Apreciar estos matices puede comenzar a desmitificar al sistema. Entender que la democracia no habla a una sola voz ni a un mismo tiempo, nos podrá ayudar a encontrar que también el miedo, el revanchismo, la manipulación mediática y el odio se pueden imponer si dejamos que sean demasiado estridentes.

Por eso habrá que pensar desde ahora que para que se tomen mejores decisiones  la tarea sería formar mejores ciudadanos y eso implica comenzar a reducir brechas.

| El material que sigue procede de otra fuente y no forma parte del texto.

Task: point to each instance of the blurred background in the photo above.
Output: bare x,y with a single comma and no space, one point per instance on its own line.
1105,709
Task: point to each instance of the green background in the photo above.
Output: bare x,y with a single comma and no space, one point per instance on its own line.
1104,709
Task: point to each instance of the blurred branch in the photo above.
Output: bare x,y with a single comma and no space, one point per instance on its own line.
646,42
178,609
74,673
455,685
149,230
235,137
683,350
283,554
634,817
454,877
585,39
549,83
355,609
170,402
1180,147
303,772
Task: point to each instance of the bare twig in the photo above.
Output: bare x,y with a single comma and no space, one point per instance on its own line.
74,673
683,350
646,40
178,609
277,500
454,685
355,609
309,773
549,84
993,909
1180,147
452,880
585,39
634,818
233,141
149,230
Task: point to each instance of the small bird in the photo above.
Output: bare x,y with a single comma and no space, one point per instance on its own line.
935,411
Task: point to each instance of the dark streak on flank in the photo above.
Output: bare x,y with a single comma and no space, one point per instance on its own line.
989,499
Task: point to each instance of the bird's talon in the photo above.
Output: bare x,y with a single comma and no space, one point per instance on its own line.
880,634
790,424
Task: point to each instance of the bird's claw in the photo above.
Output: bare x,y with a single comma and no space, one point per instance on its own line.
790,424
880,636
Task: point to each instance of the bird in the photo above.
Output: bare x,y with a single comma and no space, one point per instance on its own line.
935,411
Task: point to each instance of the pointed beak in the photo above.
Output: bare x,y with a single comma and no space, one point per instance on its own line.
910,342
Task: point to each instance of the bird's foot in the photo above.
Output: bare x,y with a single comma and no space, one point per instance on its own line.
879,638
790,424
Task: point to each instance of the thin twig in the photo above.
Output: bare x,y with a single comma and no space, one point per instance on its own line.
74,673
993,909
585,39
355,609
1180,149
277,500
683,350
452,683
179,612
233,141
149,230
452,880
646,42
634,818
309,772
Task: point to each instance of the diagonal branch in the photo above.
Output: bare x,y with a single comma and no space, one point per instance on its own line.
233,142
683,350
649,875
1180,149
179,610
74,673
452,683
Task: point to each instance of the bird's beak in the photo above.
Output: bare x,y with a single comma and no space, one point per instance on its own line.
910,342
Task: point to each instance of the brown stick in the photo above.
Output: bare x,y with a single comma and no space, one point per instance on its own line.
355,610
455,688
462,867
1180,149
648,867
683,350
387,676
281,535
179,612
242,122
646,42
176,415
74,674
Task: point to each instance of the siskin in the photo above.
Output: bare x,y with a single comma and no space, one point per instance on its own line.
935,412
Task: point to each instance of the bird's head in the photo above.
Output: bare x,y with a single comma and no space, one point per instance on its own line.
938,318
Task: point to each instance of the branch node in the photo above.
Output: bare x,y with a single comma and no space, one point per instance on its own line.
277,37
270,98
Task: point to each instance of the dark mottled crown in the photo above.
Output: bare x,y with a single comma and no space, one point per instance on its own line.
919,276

Pero aún con las condiciones más equitativas y justas, la democracia jamás sonará uniforme.

Quizá su ruido, sus argumentos cruzados y su desastrosa combinación de tiempos desesperen a los fanáticos de la eficacia y a quienes aspiran a que sus ideas fundadas en la razón marquen el paso de las sociedades, pero justamente en su riqueza de colores radica su valor.

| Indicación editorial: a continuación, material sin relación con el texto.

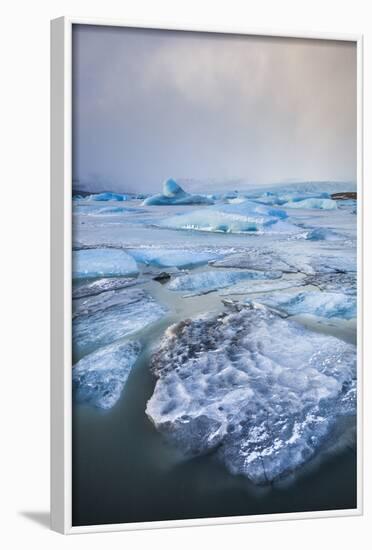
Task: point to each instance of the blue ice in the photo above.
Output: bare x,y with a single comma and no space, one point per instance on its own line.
99,378
208,281
173,194
321,304
102,262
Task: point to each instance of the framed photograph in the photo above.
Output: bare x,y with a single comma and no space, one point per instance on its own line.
206,275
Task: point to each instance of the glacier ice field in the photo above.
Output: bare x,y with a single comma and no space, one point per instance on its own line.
241,304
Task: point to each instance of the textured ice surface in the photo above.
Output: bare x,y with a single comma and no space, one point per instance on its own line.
261,391
322,304
99,378
255,258
208,281
111,316
319,262
322,204
254,286
233,218
334,282
103,285
173,257
173,194
107,197
102,262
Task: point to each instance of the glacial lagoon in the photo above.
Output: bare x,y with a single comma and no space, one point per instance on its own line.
214,358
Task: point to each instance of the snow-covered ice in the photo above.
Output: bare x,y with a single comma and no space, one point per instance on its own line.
168,257
208,281
103,285
102,262
101,321
322,204
334,282
107,196
99,378
173,194
321,304
245,217
255,258
260,391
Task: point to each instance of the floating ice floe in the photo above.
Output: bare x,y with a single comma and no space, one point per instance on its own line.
209,281
104,285
233,218
320,204
107,196
99,378
323,234
260,391
282,198
173,194
260,259
95,210
321,304
256,286
334,282
102,262
104,320
180,258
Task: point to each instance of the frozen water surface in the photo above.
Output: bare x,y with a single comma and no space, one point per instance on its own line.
93,288
102,262
110,316
173,257
208,281
322,304
99,378
281,385
173,194
260,391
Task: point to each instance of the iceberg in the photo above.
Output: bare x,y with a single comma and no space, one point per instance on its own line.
209,281
180,258
334,282
105,320
107,196
103,285
257,286
255,258
102,262
233,218
100,377
321,304
320,204
261,392
173,194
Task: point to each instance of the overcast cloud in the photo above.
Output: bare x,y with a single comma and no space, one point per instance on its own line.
151,104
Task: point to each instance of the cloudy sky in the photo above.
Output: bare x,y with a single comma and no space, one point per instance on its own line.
150,104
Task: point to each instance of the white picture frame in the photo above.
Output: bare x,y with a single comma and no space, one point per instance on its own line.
61,246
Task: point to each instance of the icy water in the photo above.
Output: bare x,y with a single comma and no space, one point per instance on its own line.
124,469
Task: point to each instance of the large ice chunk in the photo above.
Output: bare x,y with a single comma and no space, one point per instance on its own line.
102,262
261,391
93,288
99,378
107,196
209,281
321,204
173,194
112,316
233,218
261,259
321,304
181,258
334,282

Hoy la democracia tiene un costo evidente: retrasar la Paz en Colombia. Quizá parece excesivo, un camino muy largo e ilógico; pero vale más una ruta complicada de lento avance,  que  un retorno abrupto al autoritarismo en el que las ideas de los que se sienten iluminados sean impuestas sin contenciones.

El costo de la democracia es muy alto, sí. Las lecciones internacionales y locales nos lo dejan claro. El reto ahora es aprender de ellas, desmenuzarlas y entender que con todo, la libertad que hasta ahora solamente la democracia nos ha podido dar, vale el costo.